Cette impression est d’ailleurs accentuée par une maladresse supplémentaire : dans son souci de dépeindre une civilisation très avancée, Pierre Barbet munit ses « héros » d’armes et d’appareils extrêmement perfectionnés – tellement perfectionnés, en vérité, qu’ils rendent ceux qui les utilisent pratiquement invulnérables. De ce fait, et pour qu’il y ait tout de même des aventures à raconter, l’auteur est obligé de présenter ces engins en train de tomber en panne aux moments les plus inopportuns, ce qui soumet les astronautes à quelques dangers, mais rend d’autre part assez ridicules les descriptions de leur efficacité.

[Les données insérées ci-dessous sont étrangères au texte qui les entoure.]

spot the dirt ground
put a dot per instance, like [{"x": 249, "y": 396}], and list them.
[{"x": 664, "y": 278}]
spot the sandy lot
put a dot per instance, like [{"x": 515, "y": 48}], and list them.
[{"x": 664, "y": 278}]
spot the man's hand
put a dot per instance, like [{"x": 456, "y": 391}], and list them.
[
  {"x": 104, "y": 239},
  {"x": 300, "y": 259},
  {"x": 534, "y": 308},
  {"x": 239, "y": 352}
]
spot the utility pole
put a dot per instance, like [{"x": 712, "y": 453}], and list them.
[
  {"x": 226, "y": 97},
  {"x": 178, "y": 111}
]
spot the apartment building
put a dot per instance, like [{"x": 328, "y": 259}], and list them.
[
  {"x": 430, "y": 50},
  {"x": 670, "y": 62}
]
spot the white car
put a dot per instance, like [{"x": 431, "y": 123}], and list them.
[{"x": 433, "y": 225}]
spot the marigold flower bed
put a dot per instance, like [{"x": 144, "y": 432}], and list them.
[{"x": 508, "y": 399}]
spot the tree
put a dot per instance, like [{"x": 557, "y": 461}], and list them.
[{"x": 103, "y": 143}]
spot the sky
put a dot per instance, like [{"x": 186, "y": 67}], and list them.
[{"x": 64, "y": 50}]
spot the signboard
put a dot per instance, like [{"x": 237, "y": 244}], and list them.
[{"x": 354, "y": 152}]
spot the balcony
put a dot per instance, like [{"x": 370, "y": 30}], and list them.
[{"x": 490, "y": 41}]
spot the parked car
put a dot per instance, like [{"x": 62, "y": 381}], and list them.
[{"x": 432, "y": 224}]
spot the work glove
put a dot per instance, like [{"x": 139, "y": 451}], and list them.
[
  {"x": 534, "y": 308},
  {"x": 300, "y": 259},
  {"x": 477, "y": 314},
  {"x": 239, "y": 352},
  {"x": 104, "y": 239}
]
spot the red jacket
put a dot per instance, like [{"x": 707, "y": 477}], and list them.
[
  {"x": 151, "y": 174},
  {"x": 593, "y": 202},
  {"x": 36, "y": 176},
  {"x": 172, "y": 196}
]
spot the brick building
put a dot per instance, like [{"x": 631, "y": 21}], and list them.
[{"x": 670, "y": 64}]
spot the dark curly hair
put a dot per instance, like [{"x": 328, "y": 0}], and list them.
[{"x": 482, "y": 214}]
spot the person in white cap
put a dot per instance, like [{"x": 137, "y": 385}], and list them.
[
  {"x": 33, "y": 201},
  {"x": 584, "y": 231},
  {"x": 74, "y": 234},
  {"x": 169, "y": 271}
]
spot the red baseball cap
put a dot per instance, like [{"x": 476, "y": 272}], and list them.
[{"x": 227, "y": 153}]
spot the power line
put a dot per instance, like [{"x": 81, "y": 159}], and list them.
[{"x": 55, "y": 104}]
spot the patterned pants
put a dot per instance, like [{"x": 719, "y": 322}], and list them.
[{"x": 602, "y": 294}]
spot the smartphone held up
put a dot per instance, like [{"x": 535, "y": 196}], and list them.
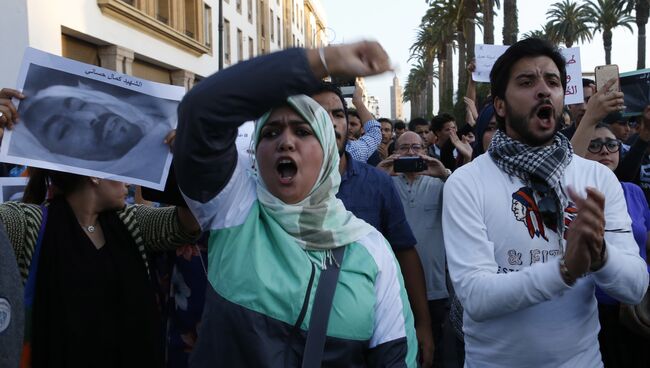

Lorsque l’auteur, par exception, précise un point, c’est pour le démentir lui-même un peu plus loin. Son protagoniste affirme ainsi (p. 88) : «…si l’on veut effectuer un voyage d’exploration dans le temps, il est absolument nécessaire de sortir de notre univers empli d’ions et de particules de toute sorte…». Le lecteur a à peine le temps de se demander ce qu’on peut bien explorer une fois sorti de notre univers, qu’il assiste (p. 107 et 116), en particulier, à plusieurs incursions dans le temps, lesquelles se déroulent sur des planètes possédant une vie intelligente.
Ces faiblesses ne sont rachetées ni par le style, remarquablement homogène dans sa platitude, ni par le relief des personnages principaux, vagues silhouettes auxquelles un nom est arbitrairement attribué et qui s’expriment toutes, hélas, comme l’auteur.
En vérité, on ne voit pas bien la raison pour laquelle un tel ouvrage a été publié, si ce n’est peur offrir aux romanciers en puissance un exemple commode de ce qu’il ne faut pas faire en écrivant de la science-fiction.